Each of the three countries is required to develop and complete implementing regulations. The new, complex General Note to the tariff must be published. Neither has occurred as of May 8. Other actions regarding labor certifications, intellectual property and environmental rules, and e-commerce rules must be taken. Importers and exporters must conduct analyses and prepare preference certifications.
There are many changes between NAFTA and the USMCA that will require exporters and importers to modify procedures, recognize new requirements, learn new Rules of Origin, and understand what changes may affect them. U. S. Customs and Border Protection (CBP) has published Interim Implementation Instructions, specifically stated to be a “Guidance Document” and not the official final rules. https://www.cbp.gov/sites/default/files/assets/documents/2020-Apr/Implementation%20Instructions.pdf. These Instructions do provide some insight into how the changes will be implemented.
One significant change is in the legal responsibility for certifying that a product meets the criteria for preference treatment. Under USMCA it is the importer that bears the liability, although the actual certification can be made by the manufacturer, suppler, or importer. There is also no longer any formal Certificate. (Because the USMCA completely replaces NAFTA, all documents and materials developed under NAFTA, including NAFTA Certificates, are of no force or effect in the USMCA.) The importer must have in its possession at the time of entry information meeting the requirements in order to claim preference status. As stated in the Interim Instructions: “The certification need not be in a prescribed format; it may be provided on an invoice or any other document, except a commercial document issued in a non-Party, may be submitted electronically, and may cover a single importation or multiple importations of identical goods within a maximum 12-month period. The certification must contain a set of minimum data elements as set out in Annex 5-A of the Agreement (Appendix III of these Instructions) that indicate that the good is both originating and meets other applicable requirements.”
If the importer does not have the required information in its possession at the time of entry, a preference claim can be filed at a later time when the information is available. However, the exemption covering the Merchandise Processing Fee (MPF) applies only at the time of entry. Duties, but not the fee, can be refunded based on a subsequent claim.
Many companies, and particularly the automotive and auto parts companies, are quite concerned due to the large number of products that require certification, the limited time available before implementation, and workforce restrictions due to COVID-19. So far, at least, requests to allow the use of existing NAFTA certificates until the end of the year have not been granted.
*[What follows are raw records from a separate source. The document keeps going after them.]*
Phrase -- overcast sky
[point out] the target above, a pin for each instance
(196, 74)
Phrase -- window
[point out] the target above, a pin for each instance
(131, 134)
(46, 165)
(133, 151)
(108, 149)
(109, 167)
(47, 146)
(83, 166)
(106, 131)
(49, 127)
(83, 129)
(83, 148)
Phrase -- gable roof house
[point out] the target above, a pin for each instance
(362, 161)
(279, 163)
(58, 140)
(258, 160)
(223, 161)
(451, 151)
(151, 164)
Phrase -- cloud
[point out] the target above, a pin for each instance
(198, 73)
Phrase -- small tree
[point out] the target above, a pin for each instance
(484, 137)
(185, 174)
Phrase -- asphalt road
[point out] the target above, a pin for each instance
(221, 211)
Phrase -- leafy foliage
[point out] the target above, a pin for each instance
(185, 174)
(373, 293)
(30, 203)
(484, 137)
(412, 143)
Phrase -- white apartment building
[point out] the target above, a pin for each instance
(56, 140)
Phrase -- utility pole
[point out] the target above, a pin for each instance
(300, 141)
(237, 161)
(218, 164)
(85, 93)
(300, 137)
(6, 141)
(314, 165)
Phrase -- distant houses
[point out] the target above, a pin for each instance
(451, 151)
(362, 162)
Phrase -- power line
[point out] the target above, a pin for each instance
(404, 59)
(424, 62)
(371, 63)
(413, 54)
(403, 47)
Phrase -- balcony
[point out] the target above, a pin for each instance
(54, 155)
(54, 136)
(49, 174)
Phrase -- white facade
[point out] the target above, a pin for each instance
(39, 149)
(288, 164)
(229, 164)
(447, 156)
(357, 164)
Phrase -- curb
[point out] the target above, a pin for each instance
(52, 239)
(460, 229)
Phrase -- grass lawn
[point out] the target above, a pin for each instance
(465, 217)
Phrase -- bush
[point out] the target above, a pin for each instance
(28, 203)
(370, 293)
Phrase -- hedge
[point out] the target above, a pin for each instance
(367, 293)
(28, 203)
Steel traders should be aware of the special certification requirements for steel content in automotive products. See Appendix I to the Interim Instructions for a list of products. Automobile producers will require more specific origin information in order to complete the necessary certifications. There are also changes to the Rules of Origin for many steel products in Chapter 73 of the Tariff, although most of these changes will be phased in during the years after initial implementation.
CBP is expected to use flexibility as the new rules go into effect, but the responsibility to comply with the requirements of USMCA will start on the implementation date.
Please take care of yourselves and everyone in the trade community at this trying time.